Após o feitiço acabar, a memória de Sol é esparsa. Lembra da sensação de ser carregado. De vozes. Tudo parecia distante, como estar ouvindo uma conversa de outro cômodo, desconexo do próprio corpo, flutuando em uma vastidão sem luz. Se lembra de acordar, momentaneamente, várias vezes. Várias vezes onde quase recuperou a consciência, apenas para retornar a escuridão. Lembra de se ver em um quarto modesto, sempre com alguma velha senhora monitorando-o. Tem a impressão de as vezes ouvir a voz de Tales, sentir sua presença, mas poderiam ser só os sonhos delirantes que teve.

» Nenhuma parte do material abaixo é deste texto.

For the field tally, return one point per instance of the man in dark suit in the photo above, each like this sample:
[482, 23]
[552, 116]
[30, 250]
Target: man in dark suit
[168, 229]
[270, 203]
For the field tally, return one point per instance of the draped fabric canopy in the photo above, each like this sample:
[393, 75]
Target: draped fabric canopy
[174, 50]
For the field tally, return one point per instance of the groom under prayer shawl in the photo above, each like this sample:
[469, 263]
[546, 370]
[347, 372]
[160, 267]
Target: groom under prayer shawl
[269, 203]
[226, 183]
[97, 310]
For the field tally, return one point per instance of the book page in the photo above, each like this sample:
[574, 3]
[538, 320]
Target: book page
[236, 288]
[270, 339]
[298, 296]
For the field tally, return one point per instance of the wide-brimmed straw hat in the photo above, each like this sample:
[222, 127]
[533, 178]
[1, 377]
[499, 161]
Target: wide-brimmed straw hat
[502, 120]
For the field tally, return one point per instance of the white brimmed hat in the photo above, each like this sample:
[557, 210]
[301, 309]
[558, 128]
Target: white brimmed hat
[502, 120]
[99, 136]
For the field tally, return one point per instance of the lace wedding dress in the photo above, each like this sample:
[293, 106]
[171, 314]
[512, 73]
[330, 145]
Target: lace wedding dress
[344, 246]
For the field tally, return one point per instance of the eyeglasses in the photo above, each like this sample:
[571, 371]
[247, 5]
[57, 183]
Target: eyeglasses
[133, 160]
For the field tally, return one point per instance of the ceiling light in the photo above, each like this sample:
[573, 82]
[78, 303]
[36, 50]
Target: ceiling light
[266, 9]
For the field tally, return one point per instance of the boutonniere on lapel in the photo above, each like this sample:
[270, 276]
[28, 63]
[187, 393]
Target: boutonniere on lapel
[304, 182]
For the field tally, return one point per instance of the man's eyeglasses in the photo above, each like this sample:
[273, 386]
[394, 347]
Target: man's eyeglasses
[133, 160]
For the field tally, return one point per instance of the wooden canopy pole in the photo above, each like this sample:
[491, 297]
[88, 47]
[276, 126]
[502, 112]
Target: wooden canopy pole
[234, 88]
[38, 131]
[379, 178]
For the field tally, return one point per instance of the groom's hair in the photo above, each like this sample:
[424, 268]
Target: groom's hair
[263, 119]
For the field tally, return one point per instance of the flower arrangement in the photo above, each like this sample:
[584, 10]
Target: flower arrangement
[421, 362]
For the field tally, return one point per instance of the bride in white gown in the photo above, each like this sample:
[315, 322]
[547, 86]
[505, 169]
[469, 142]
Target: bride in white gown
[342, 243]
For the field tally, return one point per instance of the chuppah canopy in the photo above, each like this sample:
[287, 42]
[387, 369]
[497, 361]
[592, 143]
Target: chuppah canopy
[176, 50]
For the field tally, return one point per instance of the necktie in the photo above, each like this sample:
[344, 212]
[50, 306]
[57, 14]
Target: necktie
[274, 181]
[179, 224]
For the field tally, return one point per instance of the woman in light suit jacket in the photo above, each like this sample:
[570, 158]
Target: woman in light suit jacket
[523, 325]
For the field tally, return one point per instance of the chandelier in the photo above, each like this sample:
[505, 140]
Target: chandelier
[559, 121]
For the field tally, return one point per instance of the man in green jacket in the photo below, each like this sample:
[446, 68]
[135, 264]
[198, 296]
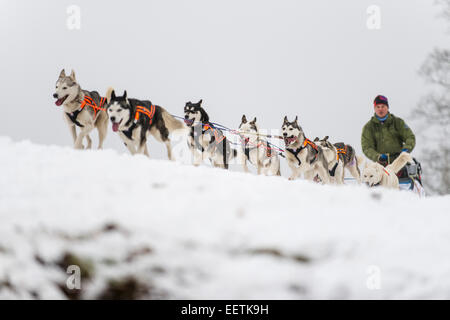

Sonhos estranhos, que pareciam evocar memórias, mas que se tornavam fluídos, irreais. Memórias distorcidas. De ser uma criança, de mãos dadas com sua mãe, e ver a praia (só que onde morava não haviam praias). De estar andando de noite com um cachorro, mas de onde veio não haviam cachorros. Lembra de carregar uma tocha e espantar a escuridão da noite com ela. De ser o Sol de agora — talvez mais adulto — e estar em um vasto palácio e sempre ao lado de uma mulher confiante e radiante. Sol sempre com pergaminhos e tábuas, logo atrás dessa mulher — que tinha uma coroa tão, tão, tão, tão, tão, tão linda sempre logo ao alcance de Sol. Sonhar consigo muito pequeno e se aproximar de sua mãe, que o convidava para chegar perto dela, enquanto ela usava um almofariz. Quando enfim espiou o que ela moía ali, se deparou com um céu noturno e uma vastidão de estrelas dentro do pilão.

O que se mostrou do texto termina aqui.